Mary virou mais uma página e levou um tremendo susto. Aquelas eram as páginas centrais do livro, com fotos individuais de todas as crianças anteriores. Mas uma delas estava totalmente destruída, como se alguém a tivesse riscado com a ponta de uma faca. Em baixo dela, ainda eram visíveis as inscrições que indicavam quem era a criança: Christopher Doumajyd.
- Antigas recordações, nem sempre são alegres, não? – disse uma voz carregada atrás dela.
Mary se virou e ficou chocada ao ver Sarah parada na porta, carregando uma bandeja com chá e doces, olhando-a de um jeito sinistro que ela nunca vira antes.


***


Doumajyd estava voltando do seu treino de quadribol quando percebeu que a esfera de cristal em seu bolso começou a esquentar. Imediatamente ele a pegou e a imagem do rosto de Sarah apareceu dentro vidro.
- Obrigado por me acompanhar essa tarde, Doumajyd. Estou imensamente feliz por tudo ter sido esclarecido... Mas eu não imaginava que o grande líder do D4 poderia ser tão facilmente enganado.
Doumajyd a encarou, demonstrando não ter entendido onde ela queria chegar com aquilo:
- Como você conseguiu uma esfera dessas? Elas são exclusivas para o uso da minha família!

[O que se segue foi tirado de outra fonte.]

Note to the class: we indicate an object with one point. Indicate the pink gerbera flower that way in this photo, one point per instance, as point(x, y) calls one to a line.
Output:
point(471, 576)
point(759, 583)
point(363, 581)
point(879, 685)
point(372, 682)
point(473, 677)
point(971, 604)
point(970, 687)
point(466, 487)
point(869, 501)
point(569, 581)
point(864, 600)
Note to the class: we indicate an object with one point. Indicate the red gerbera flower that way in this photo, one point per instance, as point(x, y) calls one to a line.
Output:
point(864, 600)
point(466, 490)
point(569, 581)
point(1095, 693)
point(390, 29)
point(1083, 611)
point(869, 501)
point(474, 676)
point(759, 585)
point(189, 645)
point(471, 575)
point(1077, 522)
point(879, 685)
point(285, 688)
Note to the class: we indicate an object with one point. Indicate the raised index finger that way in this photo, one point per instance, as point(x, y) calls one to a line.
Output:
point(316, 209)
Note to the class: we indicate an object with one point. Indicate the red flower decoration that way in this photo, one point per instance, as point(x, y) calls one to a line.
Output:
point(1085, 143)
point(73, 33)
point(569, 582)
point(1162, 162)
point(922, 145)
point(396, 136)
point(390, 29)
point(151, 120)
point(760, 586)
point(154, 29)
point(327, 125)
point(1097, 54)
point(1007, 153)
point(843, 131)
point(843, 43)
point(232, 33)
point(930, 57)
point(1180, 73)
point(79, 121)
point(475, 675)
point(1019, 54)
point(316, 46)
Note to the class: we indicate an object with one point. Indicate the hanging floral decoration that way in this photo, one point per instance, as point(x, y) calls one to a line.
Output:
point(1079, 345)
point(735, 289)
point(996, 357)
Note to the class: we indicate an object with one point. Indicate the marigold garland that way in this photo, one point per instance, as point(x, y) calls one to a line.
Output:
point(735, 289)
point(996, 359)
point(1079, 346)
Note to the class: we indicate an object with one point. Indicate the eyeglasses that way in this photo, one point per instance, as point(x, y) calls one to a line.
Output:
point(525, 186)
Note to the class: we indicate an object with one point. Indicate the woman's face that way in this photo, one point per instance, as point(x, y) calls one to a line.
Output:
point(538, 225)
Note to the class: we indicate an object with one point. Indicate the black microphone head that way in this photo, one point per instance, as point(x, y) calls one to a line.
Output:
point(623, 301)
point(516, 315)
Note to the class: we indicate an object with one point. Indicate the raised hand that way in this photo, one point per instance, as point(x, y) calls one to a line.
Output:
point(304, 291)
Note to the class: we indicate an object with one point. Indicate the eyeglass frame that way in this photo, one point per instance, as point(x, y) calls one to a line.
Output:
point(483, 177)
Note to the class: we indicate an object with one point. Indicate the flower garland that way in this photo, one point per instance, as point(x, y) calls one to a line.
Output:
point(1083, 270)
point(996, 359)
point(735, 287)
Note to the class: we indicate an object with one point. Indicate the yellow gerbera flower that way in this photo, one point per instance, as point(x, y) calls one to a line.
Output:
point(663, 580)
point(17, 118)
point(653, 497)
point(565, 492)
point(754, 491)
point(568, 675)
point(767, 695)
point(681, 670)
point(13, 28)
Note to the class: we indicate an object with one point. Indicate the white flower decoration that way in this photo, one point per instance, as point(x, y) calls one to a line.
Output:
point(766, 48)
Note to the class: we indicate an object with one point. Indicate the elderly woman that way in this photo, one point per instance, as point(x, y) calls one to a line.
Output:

- Isso não interessa!... Não percebeu, Chris? – perguntou a garota rindo – As pessoas do clube, do hotel... eles atuaram tão falsamente que eu achei que você já tivesse percebido.
- O que significa isso, maldita?
Diante da ofensa, tanto a expressão de Sarah quanto o seu tom de voz mudaram radicalmente.
- Venha para as antigas salas de aula da masmorra imediatamente! – ordenou ela – Sua querida Weed está esperando por você aqui! Venha sozinho! Sozinho, ouvi bem!
A imagem da se desfez em fumaça e Doumajyd ainda permaneceu um tempo olhando para a esfera. Então, jogando seu bastão longe, ele correu em direção a escola.